ECLI:NL:RBDHA:2021:16312
Rechtbank Den Haag
- Voorlopige voorziening
- Rechtspraak.nl
Afwijzing verzoek voorlopige voorziening asielaanvraag
In deze zaak heeft de voorzieningenrechter van de Rechtbank Den Haag op 17 augustus 2021 uitspraak gedaan in het kader van een verzoek om een voorlopige voorziening. Verzoeker, vertegenwoordigd door mr. S.R. Nohar, had een aanvraag ingediend voor een verblijfsvergunning asiel voor bepaalde tijd, welke door de Staatssecretaris van Justitie en Veiligheid, vertegenwoordigd door mr.
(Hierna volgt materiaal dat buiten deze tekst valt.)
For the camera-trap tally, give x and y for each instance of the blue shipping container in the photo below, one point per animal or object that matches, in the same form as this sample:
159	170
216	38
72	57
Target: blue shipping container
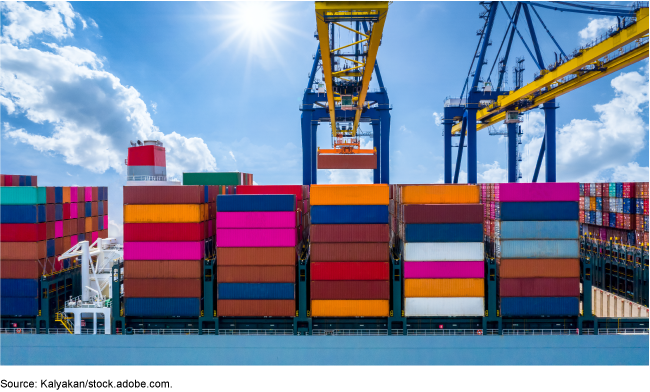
538	211
256	291
162	307
540	306
348	214
15	288
444	232
228	203
20	214
540	249
539	230
18	307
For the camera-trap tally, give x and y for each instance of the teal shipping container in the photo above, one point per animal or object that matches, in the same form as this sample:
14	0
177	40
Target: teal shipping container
537	230
22	195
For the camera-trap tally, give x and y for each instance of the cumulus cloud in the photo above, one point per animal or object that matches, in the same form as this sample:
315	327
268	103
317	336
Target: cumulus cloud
91	113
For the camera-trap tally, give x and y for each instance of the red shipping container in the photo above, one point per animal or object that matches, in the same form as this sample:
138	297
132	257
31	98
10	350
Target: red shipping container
164	232
23	232
540	287
372	251
368	289
346	271
350	233
162	288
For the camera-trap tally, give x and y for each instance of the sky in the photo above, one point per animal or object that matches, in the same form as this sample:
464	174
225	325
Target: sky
220	85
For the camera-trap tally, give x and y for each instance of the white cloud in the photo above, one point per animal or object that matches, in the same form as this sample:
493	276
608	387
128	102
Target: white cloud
92	114
595	28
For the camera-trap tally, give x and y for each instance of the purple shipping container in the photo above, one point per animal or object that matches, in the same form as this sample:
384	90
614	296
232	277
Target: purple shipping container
256	220
256	238
444	270
567	191
164	250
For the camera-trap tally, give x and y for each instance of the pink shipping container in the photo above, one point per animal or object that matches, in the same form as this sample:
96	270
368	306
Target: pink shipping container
256	220
164	250
256	238
567	191
58	229
444	270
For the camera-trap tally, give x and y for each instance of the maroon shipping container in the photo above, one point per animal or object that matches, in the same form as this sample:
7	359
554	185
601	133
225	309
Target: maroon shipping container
540	287
349	233
23	232
349	271
163	269
441	213
256	274
347	161
20	269
164	232
350	290
371	251
162	288
256	308
193	194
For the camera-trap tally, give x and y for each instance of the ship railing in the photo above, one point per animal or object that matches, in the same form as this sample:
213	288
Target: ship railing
540	332
256	332
18	331
623	331
444	332
350	332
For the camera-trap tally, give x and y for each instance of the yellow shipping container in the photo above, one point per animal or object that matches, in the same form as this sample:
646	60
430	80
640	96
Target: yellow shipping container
341	195
414	288
349	308
440	194
165	213
66	194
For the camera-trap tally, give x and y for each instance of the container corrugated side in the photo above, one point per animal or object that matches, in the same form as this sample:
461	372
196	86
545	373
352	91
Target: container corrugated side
538	249
443	251
538	230
162	307
433	307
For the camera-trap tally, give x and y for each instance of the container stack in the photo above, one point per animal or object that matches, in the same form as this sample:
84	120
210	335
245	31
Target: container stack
349	248
256	254
441	227
165	232
536	247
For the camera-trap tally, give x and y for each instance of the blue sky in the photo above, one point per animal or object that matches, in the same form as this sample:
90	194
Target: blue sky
78	81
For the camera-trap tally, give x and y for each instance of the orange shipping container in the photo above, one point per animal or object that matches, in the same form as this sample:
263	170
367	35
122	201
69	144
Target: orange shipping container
349	308
443	288
539	268
440	194
337	195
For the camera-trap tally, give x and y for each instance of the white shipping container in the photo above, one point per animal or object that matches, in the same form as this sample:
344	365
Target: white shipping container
467	306
443	251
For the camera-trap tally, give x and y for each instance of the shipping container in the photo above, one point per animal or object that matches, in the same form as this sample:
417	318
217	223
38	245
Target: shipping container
349	308
256	291
368	289
352	214
256	256
445	251
444	307
256	308
256	274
J.H.M. Post, was afgewezen als kennelijk ongegrond. Verzoeker heeft hiertegen beroep ingesteld en verzocht om een voorlopige voorziening. De zitting vond plaats op 13 augustus 2021, maar verzoeker en zijn gemachtigde waren niet verschenen. De voorzieningenrechter heeft het verzoek om voorlopige voorziening behandeld, maar heeft geconcludeerd dat deze niet meer nodig was, aangezien er op dezelfde dag uitspraak is gedaan in een andere zaak (NL21.12150) die verband hield met het beroep van verzoeker. De voorzieningenrechter heeft het verzoek om voorlopige voorziening afgewezen en er was geen aanleiding voor een proceskostenveroordeling. De uitspraak is gedaan door mr. R.J.A. Schaaf, in aanwezigheid van griffier mr. E. Kersten, en is openbaar gemaakt op rechtspraak.nl.